In my experience, people do not want health advice. If sick, they just want to go to a doctor and
"get fixed up". Yet when one has a chronic condition, doctors may not
know what to do--and doctors do not like to admit that they don't know what to
do. So they give you more and more
medications--antibiotics, maybe, or even steroids.
Over time, you get more and more medications--and you get sicker and
sicker.
If any of the above speaks to you, then please keep on reading. It might be that you are getting to be about
desperate enough to hear what I have to say.

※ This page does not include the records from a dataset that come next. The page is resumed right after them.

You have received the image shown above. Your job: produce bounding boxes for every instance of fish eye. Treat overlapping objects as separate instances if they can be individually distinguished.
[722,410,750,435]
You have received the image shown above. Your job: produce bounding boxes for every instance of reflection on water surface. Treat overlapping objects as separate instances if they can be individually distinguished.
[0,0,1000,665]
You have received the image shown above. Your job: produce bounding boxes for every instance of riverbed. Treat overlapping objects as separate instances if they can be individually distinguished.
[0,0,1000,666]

I became very ill in my 30's. At
first, I just had a little exercised-induced asthma. Doctors gave me an inhaler and I wasn't worried. Then
I missed a couple days with sick stomach, throwing up. A few weeks later, that happened again. Then three weeks later, again. Then two weeks later, again. Each time, I had to miss work. So of course, I started seeing doctors,
trying to find out what was going on and "get myself fixed". They thought maybe I had infections, so they
gave me antibiotics, and then steroids to make the asthma symptoms less.
I started having asthma attacks in the middle of the night that landed me in the
emergency room. Each time, I was given steroids to stop the asthma symptoms.

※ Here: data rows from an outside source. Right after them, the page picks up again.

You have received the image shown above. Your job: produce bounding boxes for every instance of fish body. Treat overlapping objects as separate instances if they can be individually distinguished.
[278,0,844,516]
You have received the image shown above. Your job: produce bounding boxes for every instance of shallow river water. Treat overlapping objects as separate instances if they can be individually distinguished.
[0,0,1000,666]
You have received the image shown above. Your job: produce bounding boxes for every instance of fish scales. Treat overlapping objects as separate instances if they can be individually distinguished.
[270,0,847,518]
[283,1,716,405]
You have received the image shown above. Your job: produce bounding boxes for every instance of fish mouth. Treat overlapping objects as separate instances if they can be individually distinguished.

Steroids suppress the immune system, so I would then get more colds, and
each time I got a cold, I would get more asthma, have an attack, go to the ER,
and be given more steroids. The cycle
was obvious and the intervals between crises were growing shorter.
I quickly graduated from regular doctors to specialists. I went to allergists for two years, since I was
"allergic" to a variety of foods and still throwing up
frequently. It did no good. The last allergist I saw offered me a slew of asthma medications. I asked him how long I would have to take them, and then he gave me a stern lecture: "You are an asthmatic", he said. "You'll always be an asthmatic, and you need to stay on this medication." Now, this made me angry. To be told I have a condition that can never change is just not something that I could easily accept. I had tried everything the allergists said to do, and nothing had made anything one bit better.
The next stop was a cardiologist. She did a lot of testing and recommended that I have my gall bladder removed. I
was now becoming aware that doctors didn't know as much as they sometimes
seemed to, so I pressed for more information.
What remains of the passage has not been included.